繋ぐ
突然私の前に現れた未確認生物は、呆気なく去っていった。
鴉の血に汚れた指の間を丹念に清めながら銀二は肩を落とした。
否。肩など落としてはいけない。将たるもの、いかなるときにも凛としていなくては。
そうは思うのだが、視線を上げられない。背後では鴉が哀れに叫び続けているがそれすらも耳に入らない。

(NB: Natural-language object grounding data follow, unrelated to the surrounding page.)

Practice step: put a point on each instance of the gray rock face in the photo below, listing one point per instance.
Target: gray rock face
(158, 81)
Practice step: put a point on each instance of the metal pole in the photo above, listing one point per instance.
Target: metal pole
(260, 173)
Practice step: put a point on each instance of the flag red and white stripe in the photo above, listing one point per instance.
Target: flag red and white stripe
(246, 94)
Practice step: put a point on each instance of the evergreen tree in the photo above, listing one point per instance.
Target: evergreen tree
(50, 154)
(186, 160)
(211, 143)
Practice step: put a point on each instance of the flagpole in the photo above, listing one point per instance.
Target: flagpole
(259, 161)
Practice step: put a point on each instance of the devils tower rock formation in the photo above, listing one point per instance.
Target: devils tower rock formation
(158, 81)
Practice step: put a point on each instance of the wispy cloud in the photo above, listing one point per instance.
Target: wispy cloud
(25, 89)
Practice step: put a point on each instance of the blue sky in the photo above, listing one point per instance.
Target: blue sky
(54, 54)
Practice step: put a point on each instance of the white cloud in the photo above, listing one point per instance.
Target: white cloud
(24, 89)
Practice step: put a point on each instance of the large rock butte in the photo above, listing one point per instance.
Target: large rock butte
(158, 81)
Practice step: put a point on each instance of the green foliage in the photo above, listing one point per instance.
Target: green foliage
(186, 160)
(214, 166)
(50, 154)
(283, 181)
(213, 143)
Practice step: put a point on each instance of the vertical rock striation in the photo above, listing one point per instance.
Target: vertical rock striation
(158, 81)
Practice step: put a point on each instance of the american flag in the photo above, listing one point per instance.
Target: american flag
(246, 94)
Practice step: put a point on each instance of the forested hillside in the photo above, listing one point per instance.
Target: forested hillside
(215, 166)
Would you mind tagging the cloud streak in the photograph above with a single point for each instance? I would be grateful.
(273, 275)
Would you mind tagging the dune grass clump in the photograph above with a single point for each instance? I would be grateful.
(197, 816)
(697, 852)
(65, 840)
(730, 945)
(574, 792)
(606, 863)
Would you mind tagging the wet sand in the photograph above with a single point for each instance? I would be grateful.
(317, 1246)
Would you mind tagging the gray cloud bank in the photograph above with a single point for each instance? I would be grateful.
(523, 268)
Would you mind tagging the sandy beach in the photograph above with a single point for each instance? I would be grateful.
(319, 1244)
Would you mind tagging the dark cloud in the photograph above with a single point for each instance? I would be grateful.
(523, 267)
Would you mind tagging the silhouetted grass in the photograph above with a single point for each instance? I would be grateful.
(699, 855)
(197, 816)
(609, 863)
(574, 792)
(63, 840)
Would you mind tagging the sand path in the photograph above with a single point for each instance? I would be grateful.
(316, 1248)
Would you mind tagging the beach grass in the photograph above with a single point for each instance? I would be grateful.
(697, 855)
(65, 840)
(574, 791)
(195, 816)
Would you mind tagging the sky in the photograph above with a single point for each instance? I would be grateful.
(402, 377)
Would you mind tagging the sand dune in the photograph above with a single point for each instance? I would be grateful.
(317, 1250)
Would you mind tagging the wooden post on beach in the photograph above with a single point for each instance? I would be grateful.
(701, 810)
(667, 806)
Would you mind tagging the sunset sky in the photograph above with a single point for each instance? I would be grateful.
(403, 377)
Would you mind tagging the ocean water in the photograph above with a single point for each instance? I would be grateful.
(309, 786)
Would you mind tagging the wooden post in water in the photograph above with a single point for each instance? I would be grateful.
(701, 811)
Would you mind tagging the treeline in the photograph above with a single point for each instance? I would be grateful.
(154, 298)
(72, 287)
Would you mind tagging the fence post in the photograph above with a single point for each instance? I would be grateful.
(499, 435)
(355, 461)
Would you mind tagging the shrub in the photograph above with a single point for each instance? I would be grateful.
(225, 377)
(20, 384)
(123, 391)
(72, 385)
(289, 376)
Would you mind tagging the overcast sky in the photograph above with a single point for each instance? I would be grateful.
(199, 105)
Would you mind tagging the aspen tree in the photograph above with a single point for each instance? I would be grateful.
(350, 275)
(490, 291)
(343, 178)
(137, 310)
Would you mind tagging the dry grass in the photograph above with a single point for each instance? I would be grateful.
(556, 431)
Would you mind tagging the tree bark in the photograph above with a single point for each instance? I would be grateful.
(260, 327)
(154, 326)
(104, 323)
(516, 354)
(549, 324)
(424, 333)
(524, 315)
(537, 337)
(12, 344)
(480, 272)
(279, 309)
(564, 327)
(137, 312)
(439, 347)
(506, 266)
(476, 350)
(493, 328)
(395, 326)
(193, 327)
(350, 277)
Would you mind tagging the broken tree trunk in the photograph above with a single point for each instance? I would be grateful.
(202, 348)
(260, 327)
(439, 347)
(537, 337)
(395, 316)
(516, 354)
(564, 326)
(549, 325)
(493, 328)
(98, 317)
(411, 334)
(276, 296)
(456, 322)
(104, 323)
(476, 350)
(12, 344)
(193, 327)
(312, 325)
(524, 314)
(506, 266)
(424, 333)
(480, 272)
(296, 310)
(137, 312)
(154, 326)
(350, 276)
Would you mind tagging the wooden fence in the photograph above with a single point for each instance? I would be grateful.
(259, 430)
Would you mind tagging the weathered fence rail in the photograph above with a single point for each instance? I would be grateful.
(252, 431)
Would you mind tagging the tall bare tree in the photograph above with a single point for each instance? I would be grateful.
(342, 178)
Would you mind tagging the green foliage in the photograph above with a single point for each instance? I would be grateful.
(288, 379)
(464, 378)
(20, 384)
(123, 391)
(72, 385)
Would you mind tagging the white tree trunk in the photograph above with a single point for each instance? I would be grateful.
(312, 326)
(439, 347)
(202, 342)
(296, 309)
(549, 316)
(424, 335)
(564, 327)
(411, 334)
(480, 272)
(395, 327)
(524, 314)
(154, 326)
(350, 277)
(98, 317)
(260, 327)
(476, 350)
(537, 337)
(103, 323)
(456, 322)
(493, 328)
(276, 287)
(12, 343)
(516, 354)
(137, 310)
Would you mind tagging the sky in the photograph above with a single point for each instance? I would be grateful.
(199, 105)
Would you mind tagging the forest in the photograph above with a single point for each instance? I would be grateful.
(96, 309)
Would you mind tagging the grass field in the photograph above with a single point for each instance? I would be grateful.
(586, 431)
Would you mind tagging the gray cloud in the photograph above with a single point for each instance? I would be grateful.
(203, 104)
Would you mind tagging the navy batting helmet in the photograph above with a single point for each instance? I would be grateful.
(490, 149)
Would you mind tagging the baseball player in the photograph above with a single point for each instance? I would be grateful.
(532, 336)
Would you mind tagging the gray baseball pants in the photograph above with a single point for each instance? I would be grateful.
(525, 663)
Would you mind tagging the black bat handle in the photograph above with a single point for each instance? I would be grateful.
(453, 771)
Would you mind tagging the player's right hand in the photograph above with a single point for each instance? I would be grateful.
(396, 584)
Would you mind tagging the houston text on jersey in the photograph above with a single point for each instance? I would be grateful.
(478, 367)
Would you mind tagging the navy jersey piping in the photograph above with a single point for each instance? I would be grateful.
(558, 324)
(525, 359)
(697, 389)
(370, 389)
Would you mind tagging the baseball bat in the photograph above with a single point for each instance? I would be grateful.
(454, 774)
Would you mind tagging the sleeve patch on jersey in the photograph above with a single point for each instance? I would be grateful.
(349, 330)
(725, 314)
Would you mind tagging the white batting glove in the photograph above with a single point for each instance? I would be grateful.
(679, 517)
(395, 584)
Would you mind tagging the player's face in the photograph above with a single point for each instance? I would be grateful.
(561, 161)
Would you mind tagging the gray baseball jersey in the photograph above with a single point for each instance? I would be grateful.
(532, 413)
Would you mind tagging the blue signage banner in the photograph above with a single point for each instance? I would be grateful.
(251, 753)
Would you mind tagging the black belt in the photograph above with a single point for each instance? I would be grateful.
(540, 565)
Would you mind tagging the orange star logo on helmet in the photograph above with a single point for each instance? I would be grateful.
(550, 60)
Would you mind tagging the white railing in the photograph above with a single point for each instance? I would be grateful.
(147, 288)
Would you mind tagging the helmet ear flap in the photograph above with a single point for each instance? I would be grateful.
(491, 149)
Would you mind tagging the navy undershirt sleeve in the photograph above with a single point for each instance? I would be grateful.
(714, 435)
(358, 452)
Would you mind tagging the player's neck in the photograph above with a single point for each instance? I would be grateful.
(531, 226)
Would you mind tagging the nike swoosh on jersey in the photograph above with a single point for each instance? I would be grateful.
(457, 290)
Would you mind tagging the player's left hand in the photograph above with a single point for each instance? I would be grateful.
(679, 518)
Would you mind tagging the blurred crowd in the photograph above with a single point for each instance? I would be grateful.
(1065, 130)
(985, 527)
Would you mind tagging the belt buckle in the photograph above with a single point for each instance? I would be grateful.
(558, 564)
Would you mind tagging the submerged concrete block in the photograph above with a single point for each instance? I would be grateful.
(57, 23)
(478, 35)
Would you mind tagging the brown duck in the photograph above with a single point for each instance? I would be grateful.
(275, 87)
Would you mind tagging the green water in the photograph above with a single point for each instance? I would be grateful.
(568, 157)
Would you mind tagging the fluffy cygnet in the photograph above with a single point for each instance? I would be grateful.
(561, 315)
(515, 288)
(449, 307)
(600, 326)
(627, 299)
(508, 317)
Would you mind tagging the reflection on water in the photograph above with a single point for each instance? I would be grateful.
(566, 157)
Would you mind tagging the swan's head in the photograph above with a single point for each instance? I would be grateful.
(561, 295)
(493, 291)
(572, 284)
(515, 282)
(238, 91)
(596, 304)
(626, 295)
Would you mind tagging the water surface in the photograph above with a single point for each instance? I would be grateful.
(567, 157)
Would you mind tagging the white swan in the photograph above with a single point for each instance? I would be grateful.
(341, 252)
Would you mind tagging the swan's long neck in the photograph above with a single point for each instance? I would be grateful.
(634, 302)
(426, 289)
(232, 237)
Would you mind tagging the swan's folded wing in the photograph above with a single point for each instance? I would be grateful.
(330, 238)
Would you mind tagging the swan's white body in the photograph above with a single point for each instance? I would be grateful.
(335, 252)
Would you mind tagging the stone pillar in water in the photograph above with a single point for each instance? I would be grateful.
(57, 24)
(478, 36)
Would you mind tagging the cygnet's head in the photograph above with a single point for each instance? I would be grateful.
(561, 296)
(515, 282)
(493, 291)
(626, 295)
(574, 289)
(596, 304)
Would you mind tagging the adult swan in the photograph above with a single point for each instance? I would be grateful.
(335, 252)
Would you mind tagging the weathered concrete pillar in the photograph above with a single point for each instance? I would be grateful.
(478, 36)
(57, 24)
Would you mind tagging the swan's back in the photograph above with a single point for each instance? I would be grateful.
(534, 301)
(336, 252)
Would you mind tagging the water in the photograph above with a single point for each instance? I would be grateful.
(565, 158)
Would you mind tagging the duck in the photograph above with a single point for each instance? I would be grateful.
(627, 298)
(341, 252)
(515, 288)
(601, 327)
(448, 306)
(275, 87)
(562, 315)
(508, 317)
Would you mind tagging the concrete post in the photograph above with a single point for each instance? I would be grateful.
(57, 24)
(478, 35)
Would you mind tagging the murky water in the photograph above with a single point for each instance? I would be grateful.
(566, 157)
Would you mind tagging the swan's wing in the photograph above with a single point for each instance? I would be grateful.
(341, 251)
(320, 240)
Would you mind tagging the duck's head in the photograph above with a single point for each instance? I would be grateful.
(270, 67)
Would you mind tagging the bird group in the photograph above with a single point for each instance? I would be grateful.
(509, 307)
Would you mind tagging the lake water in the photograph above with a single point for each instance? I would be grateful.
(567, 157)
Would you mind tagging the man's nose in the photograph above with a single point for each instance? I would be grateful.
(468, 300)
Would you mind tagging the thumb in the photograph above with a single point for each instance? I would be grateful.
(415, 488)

たった一晩共に過ごしただけの男に何故こうも引き摺られるのか。
銀二は溜息を呑み込んだ。それは鴉の血と混じって厭な味がする。
ふと影が差して銀二は顔を上げた。
優し気に微笑む男が、側に立っていた。
「何だ。まだ居たのか」
自嘲気味に呟いた銀二を抱き上げて男は胡坐を搔いた。そして手にした濡れた何かでそっと銀二の背を撫でる。直接傷口に触れられて銀二は一瞬身を固くしたが、男の手は優しかったのでするに任せた。ときどき襲う痛みに耐えるくらいの気概はある。
「なあ」
銀二は男に声を掛けた。先程鴉とやり合って思い付いたことがある。
「お前、果物は食えるのか?」
銀二の言葉に応えるように、男の腹がぐうと鳴る。
はは、と銀二は笑った。
「本当に私の言葉が分からないのか? そんな風に思えないことの方が多いな」
男が笑いながら覗き込んできたので、銀二は体を伸ばしてその鼻先をぺろりと舐めた。
だから痛いって、と男が笑う。
だから銀二はまた舐めた。
男が笑う。
銀二も笑う。
いつの間にか、鴉の声は聞こえなくなっていた。